The Buff jerseys may look silly but the GW men’s basketball team might want to wear them more often.

For the second straight game, the Colonials wore the gold garb and for the second straight game, they won. This time, it was a 59-53 victory over Richmond in front of 3,129 at Smith Center that gave GW consecutive wins for the first time since its first two games of the season in early November.

The Spiders were tied for second in the Atlantic 10 before entering the contest and GW sat second from the bottom. Richmond, which plays a slow-paced Princeton offense style, came out shooting and jumped out to an early 10-point lead. It was a level of poise that GW head coach Karl Hobbs said the team has lacked this season that kept Richmond from running away early with the game.

“In the past we would get discouraged,” Hobbs said after the game. “But today, our attitude was if ‘we’re not going to score, then you’re not going to score.'”

The Colonials (8-14, 4-8 A-10) relied heavily on its defense to keep them in the game. Though the Spiders (14-11, 7-5 A-10) are not a high-scoring team – averaging 64 points per game entering the contest – GW was able to dictate the pace of most of the second half using a trap that left Richmond disjointed.

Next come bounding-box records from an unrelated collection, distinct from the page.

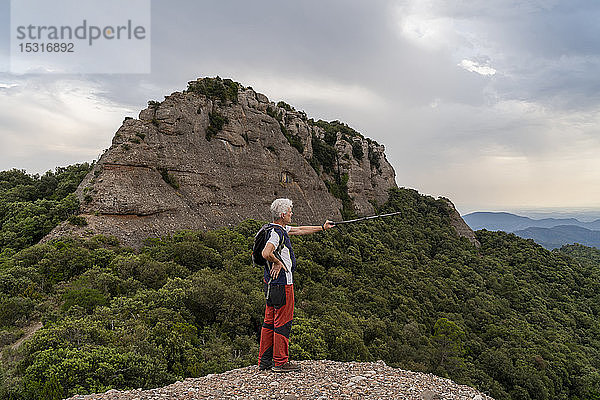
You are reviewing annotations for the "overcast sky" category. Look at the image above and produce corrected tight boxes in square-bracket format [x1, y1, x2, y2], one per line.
[0, 0, 600, 213]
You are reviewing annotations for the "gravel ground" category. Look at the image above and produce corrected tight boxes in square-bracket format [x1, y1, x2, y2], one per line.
[69, 361, 493, 400]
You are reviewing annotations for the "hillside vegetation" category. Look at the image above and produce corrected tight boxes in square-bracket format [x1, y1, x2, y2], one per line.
[0, 177, 600, 400]
[0, 163, 92, 252]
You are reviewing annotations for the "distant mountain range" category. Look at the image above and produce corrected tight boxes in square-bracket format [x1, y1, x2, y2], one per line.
[463, 212, 600, 249]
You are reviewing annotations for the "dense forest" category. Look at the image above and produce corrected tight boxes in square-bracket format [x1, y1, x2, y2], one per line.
[0, 166, 600, 400]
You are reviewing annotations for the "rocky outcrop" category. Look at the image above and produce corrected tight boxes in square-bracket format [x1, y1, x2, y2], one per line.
[440, 197, 481, 247]
[46, 78, 396, 247]
[69, 360, 493, 400]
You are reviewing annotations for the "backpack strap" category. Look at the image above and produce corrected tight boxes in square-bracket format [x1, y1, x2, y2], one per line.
[267, 224, 285, 262]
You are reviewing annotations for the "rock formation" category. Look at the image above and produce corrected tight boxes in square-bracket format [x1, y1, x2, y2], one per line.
[46, 78, 396, 247]
[68, 360, 493, 400]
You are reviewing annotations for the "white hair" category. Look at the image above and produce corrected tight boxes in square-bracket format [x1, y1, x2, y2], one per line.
[271, 199, 292, 221]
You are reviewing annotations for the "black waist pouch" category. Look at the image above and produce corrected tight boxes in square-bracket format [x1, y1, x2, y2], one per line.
[264, 283, 285, 308]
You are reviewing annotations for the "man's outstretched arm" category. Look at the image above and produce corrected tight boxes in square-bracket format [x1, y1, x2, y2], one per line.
[288, 220, 335, 235]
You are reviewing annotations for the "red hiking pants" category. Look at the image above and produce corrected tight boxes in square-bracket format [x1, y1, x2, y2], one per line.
[258, 285, 294, 367]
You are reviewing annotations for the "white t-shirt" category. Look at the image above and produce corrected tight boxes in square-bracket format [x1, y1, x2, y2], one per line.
[267, 224, 294, 285]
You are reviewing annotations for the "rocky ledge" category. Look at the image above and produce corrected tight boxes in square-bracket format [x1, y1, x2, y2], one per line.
[69, 360, 493, 400]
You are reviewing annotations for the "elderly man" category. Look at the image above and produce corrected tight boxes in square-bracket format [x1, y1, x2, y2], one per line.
[258, 199, 334, 372]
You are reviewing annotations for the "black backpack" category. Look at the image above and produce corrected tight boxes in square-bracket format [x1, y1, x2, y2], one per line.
[252, 224, 284, 267]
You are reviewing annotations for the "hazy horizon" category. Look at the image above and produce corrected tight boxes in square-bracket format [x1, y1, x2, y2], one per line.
[0, 0, 600, 213]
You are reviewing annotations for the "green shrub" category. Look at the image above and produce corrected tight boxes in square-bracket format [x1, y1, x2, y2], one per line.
[187, 76, 240, 103]
[206, 111, 229, 141]
[352, 141, 365, 161]
[158, 167, 179, 190]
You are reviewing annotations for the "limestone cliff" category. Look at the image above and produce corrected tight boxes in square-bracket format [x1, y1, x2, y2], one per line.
[47, 78, 396, 247]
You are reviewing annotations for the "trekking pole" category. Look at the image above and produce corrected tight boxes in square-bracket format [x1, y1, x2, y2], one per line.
[333, 211, 401, 226]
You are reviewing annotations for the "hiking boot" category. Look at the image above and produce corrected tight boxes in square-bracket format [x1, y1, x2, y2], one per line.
[258, 364, 273, 371]
[273, 361, 300, 372]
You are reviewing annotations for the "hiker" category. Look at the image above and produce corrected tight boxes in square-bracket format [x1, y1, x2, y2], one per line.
[257, 199, 334, 372]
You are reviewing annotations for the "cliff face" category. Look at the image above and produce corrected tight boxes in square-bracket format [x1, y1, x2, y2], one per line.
[47, 78, 396, 247]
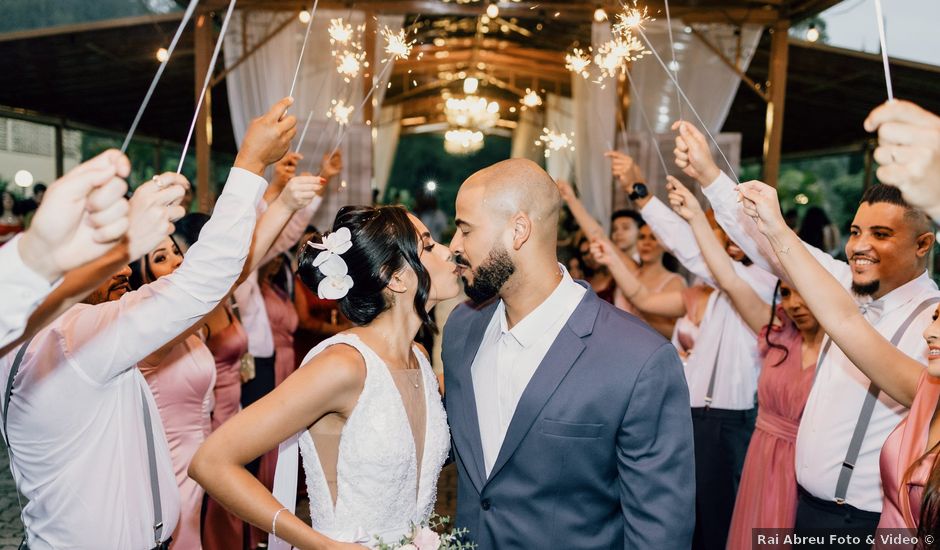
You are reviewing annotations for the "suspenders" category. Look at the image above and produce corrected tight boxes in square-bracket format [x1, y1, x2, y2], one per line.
[816, 297, 940, 504]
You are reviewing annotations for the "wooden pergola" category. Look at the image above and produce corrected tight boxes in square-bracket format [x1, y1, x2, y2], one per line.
[0, 0, 892, 211]
[196, 0, 841, 190]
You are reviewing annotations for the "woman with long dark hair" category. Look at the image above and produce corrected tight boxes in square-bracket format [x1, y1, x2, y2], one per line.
[738, 182, 940, 548]
[668, 182, 824, 549]
[190, 206, 460, 548]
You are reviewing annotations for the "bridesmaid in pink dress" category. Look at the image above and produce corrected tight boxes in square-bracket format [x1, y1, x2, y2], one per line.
[202, 306, 248, 550]
[130, 238, 215, 550]
[728, 300, 823, 549]
[740, 182, 940, 548]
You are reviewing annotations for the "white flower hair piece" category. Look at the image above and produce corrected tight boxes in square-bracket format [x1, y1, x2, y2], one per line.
[307, 227, 353, 300]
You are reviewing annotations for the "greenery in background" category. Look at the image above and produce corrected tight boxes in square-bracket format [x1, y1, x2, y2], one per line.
[739, 151, 865, 238]
[0, 0, 181, 32]
[382, 134, 512, 225]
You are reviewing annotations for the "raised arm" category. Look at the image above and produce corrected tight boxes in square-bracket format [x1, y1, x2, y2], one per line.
[673, 121, 852, 283]
[189, 345, 366, 549]
[740, 181, 924, 407]
[865, 99, 940, 222]
[66, 98, 296, 382]
[617, 344, 695, 550]
[591, 237, 686, 317]
[667, 176, 770, 333]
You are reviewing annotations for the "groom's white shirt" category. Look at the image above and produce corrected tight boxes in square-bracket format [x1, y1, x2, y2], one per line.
[470, 264, 587, 476]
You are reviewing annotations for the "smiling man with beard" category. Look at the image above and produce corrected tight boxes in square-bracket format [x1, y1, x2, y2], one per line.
[443, 159, 695, 550]
[676, 118, 940, 548]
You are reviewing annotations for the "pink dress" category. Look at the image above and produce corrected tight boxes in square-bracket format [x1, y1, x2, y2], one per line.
[875, 369, 940, 548]
[261, 283, 299, 386]
[202, 314, 248, 550]
[728, 307, 816, 550]
[140, 335, 215, 550]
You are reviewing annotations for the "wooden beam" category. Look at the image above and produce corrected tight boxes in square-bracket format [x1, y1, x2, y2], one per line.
[764, 19, 790, 187]
[209, 12, 300, 88]
[0, 11, 183, 42]
[691, 27, 770, 102]
[194, 14, 212, 212]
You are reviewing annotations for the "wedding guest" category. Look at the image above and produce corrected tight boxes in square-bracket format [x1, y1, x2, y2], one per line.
[668, 180, 823, 550]
[0, 150, 134, 355]
[739, 182, 940, 548]
[865, 99, 940, 221]
[676, 122, 940, 539]
[0, 98, 296, 550]
[0, 189, 23, 243]
[612, 155, 777, 549]
[130, 177, 319, 549]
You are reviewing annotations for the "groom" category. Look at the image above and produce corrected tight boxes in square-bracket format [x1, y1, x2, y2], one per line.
[443, 159, 695, 550]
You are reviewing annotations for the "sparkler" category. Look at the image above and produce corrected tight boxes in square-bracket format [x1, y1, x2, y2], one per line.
[287, 0, 320, 97]
[121, 0, 199, 153]
[875, 0, 894, 101]
[176, 0, 235, 174]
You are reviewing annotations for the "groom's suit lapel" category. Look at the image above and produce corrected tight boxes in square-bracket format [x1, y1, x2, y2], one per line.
[452, 300, 499, 492]
[478, 285, 600, 483]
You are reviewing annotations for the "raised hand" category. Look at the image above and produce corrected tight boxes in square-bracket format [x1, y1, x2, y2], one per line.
[127, 172, 189, 261]
[320, 151, 343, 180]
[277, 175, 323, 212]
[672, 120, 721, 187]
[865, 100, 940, 220]
[270, 151, 304, 191]
[19, 149, 130, 281]
[738, 180, 789, 236]
[591, 236, 618, 266]
[604, 151, 639, 195]
[235, 97, 297, 176]
[666, 176, 705, 221]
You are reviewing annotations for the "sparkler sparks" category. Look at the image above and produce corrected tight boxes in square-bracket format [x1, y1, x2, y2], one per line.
[326, 99, 356, 126]
[565, 48, 591, 78]
[535, 128, 574, 158]
[329, 19, 353, 44]
[382, 27, 415, 59]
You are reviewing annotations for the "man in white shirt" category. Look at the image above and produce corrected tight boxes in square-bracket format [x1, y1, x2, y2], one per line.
[443, 159, 695, 550]
[0, 149, 139, 347]
[0, 98, 296, 550]
[676, 122, 940, 538]
[608, 153, 777, 549]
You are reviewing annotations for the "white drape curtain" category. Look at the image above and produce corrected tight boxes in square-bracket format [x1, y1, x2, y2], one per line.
[372, 105, 401, 197]
[628, 19, 762, 134]
[510, 104, 545, 164]
[571, 21, 617, 234]
[224, 9, 404, 228]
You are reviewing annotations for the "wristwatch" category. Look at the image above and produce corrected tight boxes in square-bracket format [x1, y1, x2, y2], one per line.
[629, 182, 650, 201]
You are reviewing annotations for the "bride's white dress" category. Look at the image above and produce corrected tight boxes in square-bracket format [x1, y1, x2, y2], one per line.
[288, 334, 450, 543]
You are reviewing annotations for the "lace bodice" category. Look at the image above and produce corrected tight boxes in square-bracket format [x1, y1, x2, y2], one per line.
[299, 334, 450, 542]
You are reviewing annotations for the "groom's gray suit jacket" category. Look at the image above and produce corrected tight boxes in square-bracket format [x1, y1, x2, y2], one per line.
[443, 289, 695, 550]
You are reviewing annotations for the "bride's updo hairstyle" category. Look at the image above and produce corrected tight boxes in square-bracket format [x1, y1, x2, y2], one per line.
[297, 206, 437, 331]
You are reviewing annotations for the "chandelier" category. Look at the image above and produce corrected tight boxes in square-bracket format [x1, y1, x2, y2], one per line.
[444, 128, 483, 155]
[444, 95, 499, 130]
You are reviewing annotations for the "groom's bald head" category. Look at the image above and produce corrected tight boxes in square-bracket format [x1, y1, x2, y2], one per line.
[457, 159, 562, 238]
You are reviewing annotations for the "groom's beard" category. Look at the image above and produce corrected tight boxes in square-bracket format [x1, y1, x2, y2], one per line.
[458, 248, 516, 304]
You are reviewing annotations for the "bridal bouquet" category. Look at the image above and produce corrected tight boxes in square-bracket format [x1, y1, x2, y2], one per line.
[375, 514, 477, 550]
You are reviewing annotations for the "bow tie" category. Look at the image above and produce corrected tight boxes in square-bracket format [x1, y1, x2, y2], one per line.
[858, 300, 885, 325]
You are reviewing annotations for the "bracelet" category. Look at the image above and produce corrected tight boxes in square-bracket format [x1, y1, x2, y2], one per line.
[271, 508, 287, 537]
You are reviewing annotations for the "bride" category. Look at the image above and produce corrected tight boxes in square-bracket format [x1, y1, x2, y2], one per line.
[189, 206, 459, 549]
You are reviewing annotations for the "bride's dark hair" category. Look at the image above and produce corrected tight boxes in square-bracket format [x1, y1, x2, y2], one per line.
[297, 206, 437, 331]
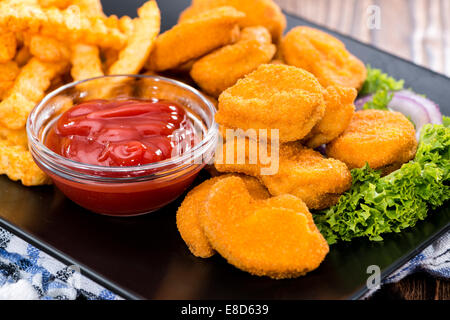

“What we really wanted to do was go to half-court traps and then fall back into our own zone defense,” Hobbs said. “We didn’t want to be chasing them.”

The Colonials have done a lot of chasing this season, as they have found themselves behind in the second half of most games. But against the Spiders, they were able to catch up with 10 minutes left in the game, and Richmond was the team left struggling to even the score.

Strong free-throw shooting down the stretch, coupled with the Spiders missing some key shots, is what allowed the Colonials to come away with the edge. Sophomore Damian Hollis had 14 of his 16 points in the second half, the second-straight game where the forward has been pivotal in the win. This time, Hollis picked up when junior Rob Diggs, who had 18 points in the first half, was held to two points after the break.

But it was Diggs who almost single handedly kept GW alive in the first half.

“I know that in the past, we’d get discouraged when we didn’t score,” Diggs said. “I just tried to keep us on the boards and keep us energized.”

“He’s a terrific player, very strong,” Richmond coach Chris Mooney said of Diggs. “He just had his way too much in the first half.”

Both teams struggled greatly from the field, neither shooting better than 37 percent. GW made six field goals in the second half and missed all 12 of its three pointers, the first time the program has failed to score from downtown since February 1999.

Hobbs said part of winning is catching a break down the stretch, which GW did against Richmond, as the Spiders missed three of their last four shots. The Colonials may have caught another with Dayton’s fall from grace over the past month. The Flyers lost to No. 10/12 (AP, ESPN/USA Today) Xavier Sunday afternoon and now sit half a game ahead of GW. The Colonials defeated Dayton Feb. 9 and hold the tiebreaker if the two teams finish the season tied.

GW next faces Rhode Island Wednesday 27 at 7:30 p.m. at Smith Center.